Сиделицы, слава Богу, были в ту пору в своей темнице, в яме. Да яма-то вглубь всего на сажень, в верхней надземной части стража пробила четыре окна. Два на полдень, по одному на восход и на закат. Темница превратилась в светлицу. Воздуха обильно, земляного тяжкого духа как не бывало. Пол выстлан частью беличьим пологом, частью толстыми деревенскими дерюжками. Для сна — топчаны, тоже с подстилкой из белки да из заячьих шкурок. Не перина, но тепло и ласково. Перину боярыня-инокиня дома ещё отвергла. Грешнику сладко спать не приходится. Вспомнил своё бесстыдство, свои падения — не разлёживайся, вставай, молись, покуда время тебе отпущено. Был у сиделиц и ларь для съестных припасов, и сундук для нижнего да верхнего белья, для шуб на зиму. Были книги. Письма Аввакума если и прятались, так разве что на ночь — врасплох чтоб не застали.
Вот и теперь инокиня Феодора читала сострадалицам Евдокии-сестрице да Марии Герасимовне, да инокине Иустинье новёхонькое письмо пустозерского страдальца, батюшки Аввакума, адресованное нижегородцу Семёну Крашенинникову, ушедшему от никониянской блудницы в Олонецкий уезд, где в обители Живоначальные Троицы игумен Досифей постриг его в иноческий чин с именем Симеон.
Каждое письмо батьки протопопа, кому бы оно ни отправлялось из пустозерской ямы, многократно переписывалось, и текло слово правды по всей великой Руси, и ложь Алексеева царства не могла своими чёрными тынами преградить ему, светоносному, дороги в города, веси, в пустыни.
«Чадо богоприимче!» — поздравлял Аввакум духовного сына своего с отречением от сего мира. У Феодоры от первых же слов Аввакумовых перехватило горло.
— Ты что, матушка? — встревожилась Евдокия.
— Протопопа с протопопицей вспомнила. Да подаст им Господь сил! — Поднесла полоску письма к глазам: — «Разумевши ли кончину арапа оного, иже по вселенной и всеа русския державы летал, яко жюк мотыльный из говна прилетел и паки в кал залетел, — Паисей Александрийский епископ? Распял-де его Измаил на кресте, еже есть турской. Я помыслил: ино достойно и праведно!»
— Матушка! — воскликнула Иустинья. — Уж не о патриархе ли Паисии речь, прельстителе царя? Сказывали, за прельщение удостоился золотой шубы на соболях. Обоз добра увёз из Москвы. А помнишь антиохийского патриарха Макария? Он ведь и лицом-то был чёрен. Еретики! А всё ж батюшка Аввакум больно грозно бает о кресте.
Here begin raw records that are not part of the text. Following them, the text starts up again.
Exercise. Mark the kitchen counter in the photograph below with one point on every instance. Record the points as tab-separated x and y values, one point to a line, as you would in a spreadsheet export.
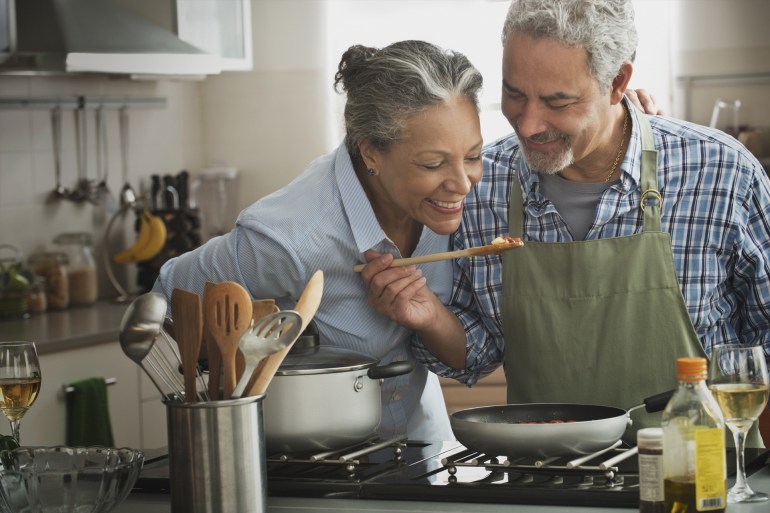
72	328
158	503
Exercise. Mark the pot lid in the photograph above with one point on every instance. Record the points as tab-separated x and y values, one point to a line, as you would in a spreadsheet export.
309	358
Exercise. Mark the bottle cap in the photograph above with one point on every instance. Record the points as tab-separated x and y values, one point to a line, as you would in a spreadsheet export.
651	438
691	369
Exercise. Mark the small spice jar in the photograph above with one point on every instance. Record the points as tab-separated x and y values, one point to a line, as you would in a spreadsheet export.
81	267
37	299
52	267
650	444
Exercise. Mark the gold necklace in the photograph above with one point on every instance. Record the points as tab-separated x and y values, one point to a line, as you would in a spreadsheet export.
620	148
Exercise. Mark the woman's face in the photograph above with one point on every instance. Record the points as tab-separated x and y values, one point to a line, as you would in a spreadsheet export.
426	177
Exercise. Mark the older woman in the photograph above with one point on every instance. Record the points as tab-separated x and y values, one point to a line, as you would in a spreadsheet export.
411	154
396	186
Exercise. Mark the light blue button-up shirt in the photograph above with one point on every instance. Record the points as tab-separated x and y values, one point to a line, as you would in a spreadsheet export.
323	220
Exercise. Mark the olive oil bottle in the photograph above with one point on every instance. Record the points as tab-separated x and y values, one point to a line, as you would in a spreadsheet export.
694	468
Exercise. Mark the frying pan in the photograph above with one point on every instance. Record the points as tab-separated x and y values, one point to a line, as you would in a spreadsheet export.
527	430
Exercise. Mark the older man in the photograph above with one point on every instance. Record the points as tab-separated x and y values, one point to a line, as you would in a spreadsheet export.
646	238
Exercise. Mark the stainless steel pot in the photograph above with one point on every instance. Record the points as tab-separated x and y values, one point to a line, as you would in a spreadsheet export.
529	430
324	398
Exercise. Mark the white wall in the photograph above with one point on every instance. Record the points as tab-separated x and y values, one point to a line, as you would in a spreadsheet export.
270	122
161	141
727	38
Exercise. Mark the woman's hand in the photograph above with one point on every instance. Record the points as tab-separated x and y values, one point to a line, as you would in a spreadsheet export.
399	293
644	101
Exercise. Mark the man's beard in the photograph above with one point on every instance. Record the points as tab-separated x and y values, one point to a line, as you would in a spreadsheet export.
551	162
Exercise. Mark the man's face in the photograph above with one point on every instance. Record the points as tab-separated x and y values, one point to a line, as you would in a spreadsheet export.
555	106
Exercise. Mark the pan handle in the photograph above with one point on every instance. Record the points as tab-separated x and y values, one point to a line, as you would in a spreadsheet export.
390	370
658	401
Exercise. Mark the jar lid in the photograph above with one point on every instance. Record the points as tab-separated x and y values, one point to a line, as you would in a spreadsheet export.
652	438
48	256
323	359
73	238
691	368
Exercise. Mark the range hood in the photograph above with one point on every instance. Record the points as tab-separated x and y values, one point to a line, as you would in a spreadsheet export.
96	36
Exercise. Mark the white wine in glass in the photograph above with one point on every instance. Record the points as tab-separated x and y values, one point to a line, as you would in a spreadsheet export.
19	381
739	382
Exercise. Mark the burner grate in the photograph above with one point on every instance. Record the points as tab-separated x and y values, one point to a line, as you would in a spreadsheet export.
348	462
552	466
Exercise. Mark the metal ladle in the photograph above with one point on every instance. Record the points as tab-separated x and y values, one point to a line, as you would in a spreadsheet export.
127	194
60	192
141	325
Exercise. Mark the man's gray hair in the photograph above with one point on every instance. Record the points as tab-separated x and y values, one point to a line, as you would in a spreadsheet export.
605	28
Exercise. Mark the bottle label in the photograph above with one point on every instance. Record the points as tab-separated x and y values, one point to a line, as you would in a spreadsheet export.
651	477
710	486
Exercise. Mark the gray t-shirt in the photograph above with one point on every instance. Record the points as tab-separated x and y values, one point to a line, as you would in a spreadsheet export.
575	201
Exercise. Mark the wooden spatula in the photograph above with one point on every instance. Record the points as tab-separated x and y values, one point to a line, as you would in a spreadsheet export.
227	313
307	305
188	331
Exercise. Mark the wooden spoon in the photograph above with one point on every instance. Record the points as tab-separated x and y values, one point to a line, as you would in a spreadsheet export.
307	305
227	314
188	332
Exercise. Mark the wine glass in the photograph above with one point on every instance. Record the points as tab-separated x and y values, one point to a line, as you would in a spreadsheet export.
19	381
739	381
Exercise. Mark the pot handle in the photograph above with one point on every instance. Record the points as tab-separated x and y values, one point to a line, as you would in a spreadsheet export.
390	370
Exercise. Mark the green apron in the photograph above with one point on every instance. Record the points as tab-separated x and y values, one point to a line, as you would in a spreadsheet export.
597	321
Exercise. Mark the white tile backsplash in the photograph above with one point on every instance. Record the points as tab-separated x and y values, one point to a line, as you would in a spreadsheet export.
161	141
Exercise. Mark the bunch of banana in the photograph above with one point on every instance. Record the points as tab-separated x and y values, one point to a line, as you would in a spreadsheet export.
149	241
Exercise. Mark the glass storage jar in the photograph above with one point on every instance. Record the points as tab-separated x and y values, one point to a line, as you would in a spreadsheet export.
52	267
81	267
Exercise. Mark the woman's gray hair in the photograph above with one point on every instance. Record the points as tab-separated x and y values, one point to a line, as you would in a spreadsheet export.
385	86
605	28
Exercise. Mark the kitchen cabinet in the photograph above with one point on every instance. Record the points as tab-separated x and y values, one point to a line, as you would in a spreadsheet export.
216	27
487	391
45	423
219	28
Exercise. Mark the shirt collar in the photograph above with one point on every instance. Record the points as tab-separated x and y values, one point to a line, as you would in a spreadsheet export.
631	167
367	232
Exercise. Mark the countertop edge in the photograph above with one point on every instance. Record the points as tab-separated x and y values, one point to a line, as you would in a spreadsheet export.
64	330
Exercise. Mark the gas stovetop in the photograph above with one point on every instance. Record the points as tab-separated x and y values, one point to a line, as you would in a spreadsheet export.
411	470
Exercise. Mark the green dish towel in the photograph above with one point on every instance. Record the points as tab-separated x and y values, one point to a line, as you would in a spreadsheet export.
88	414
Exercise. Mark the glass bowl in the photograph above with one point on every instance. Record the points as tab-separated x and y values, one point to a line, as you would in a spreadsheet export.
67	479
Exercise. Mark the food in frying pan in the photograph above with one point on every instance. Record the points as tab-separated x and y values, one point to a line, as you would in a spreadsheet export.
506	239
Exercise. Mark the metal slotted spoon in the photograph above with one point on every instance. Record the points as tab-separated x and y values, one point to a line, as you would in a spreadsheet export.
144	341
269	335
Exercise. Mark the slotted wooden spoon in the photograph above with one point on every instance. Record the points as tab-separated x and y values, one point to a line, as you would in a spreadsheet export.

Крест — мука Христова.
— Басни! — мрачно откликнулась Феодора. — Султан турецкий ободрал патриархов, как липку, а на крест? Зачем ему убивать пчёл, коли мёд носят?.. Письмо слушайте! Отворите уши глаголам, разящим, яко молнии: «Пьяна кровьми святых, на красном звере ездит, рассвирепев, имущи чашу злату в руце своей, полну мерзости, и скверн любодеяния ея, сиречь из трёх перстов подносит хотящим прянова пьянова пития и без ума всех творит, испивших из кукиша десныя руки. Ей, Бога свидетеля сему поставляю, всяк, крестивыйся тремя персты, изумлён бывает. Аще некогда и пятию персты начнёт знаменоватися, а без покаяния чистого не может на первое достояние приити. Тяжела-су присыпка та пившему чашу сию, треперстную блядь!»